Theatre Off Jackson, 409 Seventh Ave S, 365-0282. Fri-Sat at 10:30, Sun at 4:30; $5-$8. Through Nov 19.

IN 1994, I WAS lucky enough to see the end of the Broadway run for Tom Stoppard's Arcadia. Stoppard's script is clever and romantic, and while no perfect show would feature Blair Brown in an important role, the original cast featured a just-out-of-school Billy Crudup in a star-making performance. During the play's climax, terrifically directed to underscore the characters' poignant loneliness, I choked up at the sight of such great writing so elegantly staged.

Little did I know that seeing Arcadia was merely a karmic certificate of deposit for the horror that is Dim Sum! The Musical!, a collection of new sketches and songs from the multicultural comedy group the Pork Filled Players. The audience is subjected to magnificently toothless satires on clubbing-edge subjects like ethnic stereotyping, nerds, and the banality of Charlie's Angels. In terms of tone and execution, Dim Sum! is almost exactly like one of those episodes of a 1970s sitcom where the entire cast puts on an impersonation-heavy variety show. Unfortunately, the Pork Filled Players lack the break-out talent of a Bookman or a Schneider, let alone a Carvelli.

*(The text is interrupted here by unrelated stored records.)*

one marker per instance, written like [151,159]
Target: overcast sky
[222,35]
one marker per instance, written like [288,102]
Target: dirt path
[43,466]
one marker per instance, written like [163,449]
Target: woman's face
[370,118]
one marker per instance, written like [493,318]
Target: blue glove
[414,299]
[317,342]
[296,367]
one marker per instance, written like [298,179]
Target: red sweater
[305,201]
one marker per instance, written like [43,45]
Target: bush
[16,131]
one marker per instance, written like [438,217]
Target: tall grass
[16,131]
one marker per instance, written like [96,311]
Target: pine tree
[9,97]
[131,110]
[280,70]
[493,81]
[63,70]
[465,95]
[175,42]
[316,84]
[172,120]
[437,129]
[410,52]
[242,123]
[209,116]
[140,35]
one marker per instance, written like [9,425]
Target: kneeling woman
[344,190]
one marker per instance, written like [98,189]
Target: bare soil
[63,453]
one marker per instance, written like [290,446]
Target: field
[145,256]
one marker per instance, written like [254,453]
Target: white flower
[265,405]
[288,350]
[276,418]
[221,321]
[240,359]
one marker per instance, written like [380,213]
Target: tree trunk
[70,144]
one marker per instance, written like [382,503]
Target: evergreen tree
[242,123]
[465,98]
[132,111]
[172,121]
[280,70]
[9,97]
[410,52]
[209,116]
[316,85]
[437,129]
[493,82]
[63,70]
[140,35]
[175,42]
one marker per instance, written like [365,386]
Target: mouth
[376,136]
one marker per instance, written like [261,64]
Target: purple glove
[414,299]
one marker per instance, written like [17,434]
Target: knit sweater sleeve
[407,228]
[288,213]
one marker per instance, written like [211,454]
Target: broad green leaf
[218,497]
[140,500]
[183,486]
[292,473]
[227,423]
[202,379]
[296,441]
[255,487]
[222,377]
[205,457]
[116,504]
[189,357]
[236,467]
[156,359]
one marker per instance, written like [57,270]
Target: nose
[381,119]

The only appropriate reaction to a show this ham-fisted is to stare at it in slack-jawed wonder like Farina from the Little Rascals, before dissolving into giggles or tearing ass for the door. At its halfway point, during a sketch the length of the Vietnam War, involving the female members of the superheroic X-Men joining Christina Aguilera in an all-girl band, the show finally destroyed my mind. Numbed beyond feeling, a beatific smile on my face, I had only to suppress an occasional reflex-driven desire to charge the stage and throw fireproof blankets over various cast members. Their honest, prodigious effort keeps me from recommending Dim Sum! as a late-night stage version of an Ed Wood film, and makes me sincerely hope they find their intended audience. I'm only slightly frightened that one probably exists.